Shorter timeline to return containers amid Asia equipment shortage
Peak season surcharges rolled out for more shippers
Spot market activity expected higher as hedge against higher contract rates
Shippers should brace themselves for higher peak season surcharges and a shorter timeframe to return containers amid the Asian container shortage and global port congestion, according to S&P Global Platts.
Companies negotiating annual container shipping contracts with shipping lines before the end of the first quarter can expect increases in peak season surcharges and decreases in allowable free time with the container, as shipowners gain leverage from increased demand, said the commodity information and price benchmarking provider in a release.
Shipowners are looking to slash free time—the number of days a beneficial cargo owner (BCO) is given to return a container to the owner—amid the widespread shortage of empty containers in Asia and delays in cargo delivery, particularly for trans-Pacific trade lanes.
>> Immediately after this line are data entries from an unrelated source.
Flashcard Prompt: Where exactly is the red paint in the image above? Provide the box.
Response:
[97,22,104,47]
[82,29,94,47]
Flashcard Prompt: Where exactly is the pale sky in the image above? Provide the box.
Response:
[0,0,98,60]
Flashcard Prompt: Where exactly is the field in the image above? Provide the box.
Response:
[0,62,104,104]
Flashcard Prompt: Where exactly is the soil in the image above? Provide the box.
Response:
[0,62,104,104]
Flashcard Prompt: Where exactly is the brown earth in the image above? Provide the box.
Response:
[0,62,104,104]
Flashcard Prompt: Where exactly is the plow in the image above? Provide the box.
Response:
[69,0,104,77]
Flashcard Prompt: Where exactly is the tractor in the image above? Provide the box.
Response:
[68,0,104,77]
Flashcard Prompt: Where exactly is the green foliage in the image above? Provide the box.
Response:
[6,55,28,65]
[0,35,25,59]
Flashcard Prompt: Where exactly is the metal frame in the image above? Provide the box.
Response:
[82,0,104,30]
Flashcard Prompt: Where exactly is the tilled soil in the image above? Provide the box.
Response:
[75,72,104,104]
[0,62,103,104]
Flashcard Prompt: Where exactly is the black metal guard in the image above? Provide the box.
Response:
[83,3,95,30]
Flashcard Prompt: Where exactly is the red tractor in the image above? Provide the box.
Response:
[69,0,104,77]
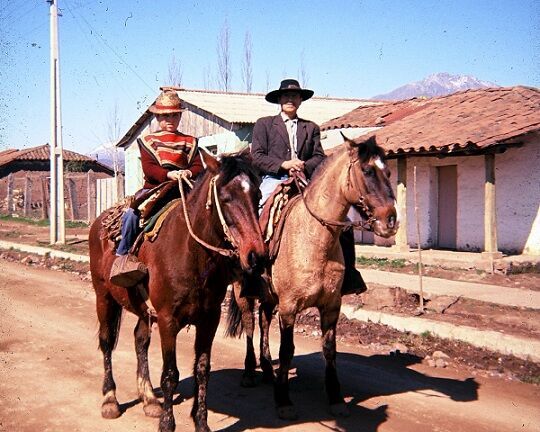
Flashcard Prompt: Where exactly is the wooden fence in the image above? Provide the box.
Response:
[0,171,124,222]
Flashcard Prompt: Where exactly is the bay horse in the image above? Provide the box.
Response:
[227,135,398,419]
[89,151,266,432]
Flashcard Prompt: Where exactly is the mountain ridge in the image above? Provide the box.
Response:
[372,72,500,100]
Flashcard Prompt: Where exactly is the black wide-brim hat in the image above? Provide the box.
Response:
[264,79,314,103]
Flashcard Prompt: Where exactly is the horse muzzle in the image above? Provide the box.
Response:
[372,208,399,238]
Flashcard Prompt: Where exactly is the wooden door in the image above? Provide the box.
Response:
[437,165,457,249]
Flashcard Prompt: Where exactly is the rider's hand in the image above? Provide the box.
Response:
[281,159,305,173]
[167,170,193,180]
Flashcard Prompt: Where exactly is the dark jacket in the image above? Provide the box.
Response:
[251,115,325,178]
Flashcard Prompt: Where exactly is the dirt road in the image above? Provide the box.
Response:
[0,261,540,432]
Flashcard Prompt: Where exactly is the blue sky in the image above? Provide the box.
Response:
[0,0,540,153]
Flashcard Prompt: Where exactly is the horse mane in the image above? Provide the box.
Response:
[307,134,386,193]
Contracts that were settled early between some shippers and shipowners have had their free time cut from around 10 to 14 days down to six to seven days, noted Platts.
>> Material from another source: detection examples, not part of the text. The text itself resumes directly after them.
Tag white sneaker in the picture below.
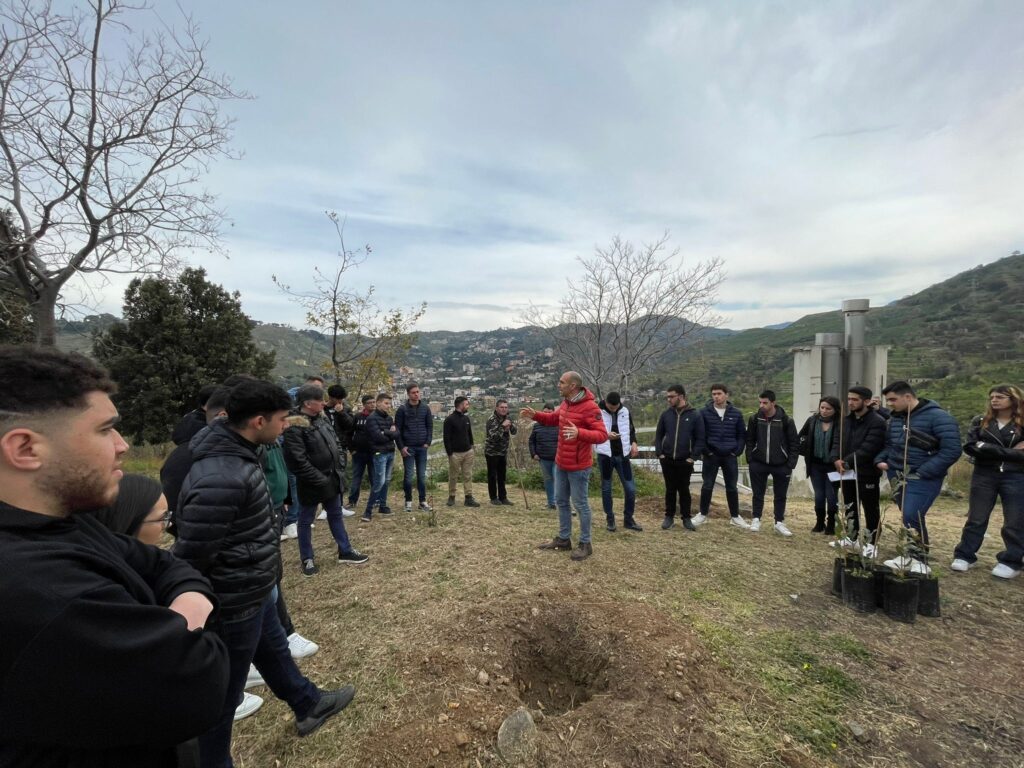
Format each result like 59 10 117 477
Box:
234 693 263 720
992 562 1021 579
288 632 319 658
246 665 266 696
884 557 932 575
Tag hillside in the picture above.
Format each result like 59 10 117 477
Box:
655 254 1024 423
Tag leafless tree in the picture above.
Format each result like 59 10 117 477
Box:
273 211 427 393
0 0 246 344
521 232 725 403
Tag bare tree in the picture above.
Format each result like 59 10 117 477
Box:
521 232 725 394
273 211 427 392
0 0 246 344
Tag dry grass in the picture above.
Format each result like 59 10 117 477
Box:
222 488 1024 768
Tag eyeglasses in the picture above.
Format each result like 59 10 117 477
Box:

Shippers will also face the potential addition of peak season surcharges in their contracts with immediate effect, even for those BCOs that were never before subject to those surcharges.
The peak season for container shipping is typically the August-October window before year-end holidays, but US imports volumes from Asia have hardly eased at all since that period, said the report.
With container spot rates at record levels, smaller to medium-sized shippers are mitigating their cost risk by increasing their contract volumes this year with non-vessel owning common carriers rather than directly with shipping lines.
Platts Container Index was assessed at US$4,226.32/FEU on February 26, an increase of more than 300% from the same date one year ago.
Increased spot activity is also seen as shippers may seek to procure a greater share of their freight requirements from the spot market, with expectations that rates will drop from multi-year high levels later this year as equipment shortages ease.